フォーラム後の記者会見で、ジョージワシントン大学のマイク・モチヅキ氏は米軍普天間飛行場移設問題について「鳩山由紀夫首相の決断力と米政府の柔軟性が問われている。日米関係の試練であり、これを乗り越えればさらに同盟が深化する」と述べた。
米政府が現行案を堅持していることについては「沖縄の基地は抑止力として重要だが、それがすべてではない。米国が現行案を推して、それで政治的関係が悪くなれば抑止力に悪い影響を与える」と、軍のプレゼンスのみが抑止力ではないと主張した。

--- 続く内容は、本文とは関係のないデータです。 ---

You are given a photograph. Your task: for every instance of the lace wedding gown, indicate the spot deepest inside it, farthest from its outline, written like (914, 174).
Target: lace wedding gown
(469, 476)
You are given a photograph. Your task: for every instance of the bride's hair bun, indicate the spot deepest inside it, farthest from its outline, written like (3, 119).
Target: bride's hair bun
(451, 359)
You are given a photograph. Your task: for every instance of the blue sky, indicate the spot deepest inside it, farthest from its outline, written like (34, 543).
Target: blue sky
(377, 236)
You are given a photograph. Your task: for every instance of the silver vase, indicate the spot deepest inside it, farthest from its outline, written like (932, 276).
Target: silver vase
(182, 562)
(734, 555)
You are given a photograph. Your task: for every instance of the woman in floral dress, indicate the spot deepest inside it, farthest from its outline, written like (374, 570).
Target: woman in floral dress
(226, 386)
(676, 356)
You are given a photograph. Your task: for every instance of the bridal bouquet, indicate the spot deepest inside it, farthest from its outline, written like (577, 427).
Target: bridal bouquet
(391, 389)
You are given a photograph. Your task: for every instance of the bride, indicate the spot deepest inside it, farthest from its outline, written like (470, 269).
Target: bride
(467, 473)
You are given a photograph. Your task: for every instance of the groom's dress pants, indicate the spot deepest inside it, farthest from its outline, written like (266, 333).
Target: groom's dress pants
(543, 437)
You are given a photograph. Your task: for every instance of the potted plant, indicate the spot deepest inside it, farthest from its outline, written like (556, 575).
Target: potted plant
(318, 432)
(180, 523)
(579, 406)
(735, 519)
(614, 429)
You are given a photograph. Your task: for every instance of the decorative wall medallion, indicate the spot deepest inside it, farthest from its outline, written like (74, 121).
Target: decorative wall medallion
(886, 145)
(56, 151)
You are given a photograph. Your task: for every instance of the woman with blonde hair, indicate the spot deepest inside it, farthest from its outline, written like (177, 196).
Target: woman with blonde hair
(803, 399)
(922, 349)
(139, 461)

橋本晃和桜美林大客員教授は「県内移設しかないと思考停止に陥っている人々もいるが、発想転換できる人がもっと出てきてほしい。日米中が良い方向に進むことで東アジアの平和と繁栄を築くことができる」と述べた。
ジョージワシントン大学の楊大慶氏は「沖縄は東アジアの中で人の移動に最も便利な場所だ。単に対話のシンポジウムの場ではなく、もっと役割について議論できるといい」と述べ、沖縄の役割について議論を深めるべきだと提案した。
このほか高良倉吉琉球大教授、高原明生東京大教授、小川和久軍事アナリスト、王少普氏(上海交通大学)、呉寄南氏(上海国際問題研究院)、陳雲氏(復旦大学)が参加した。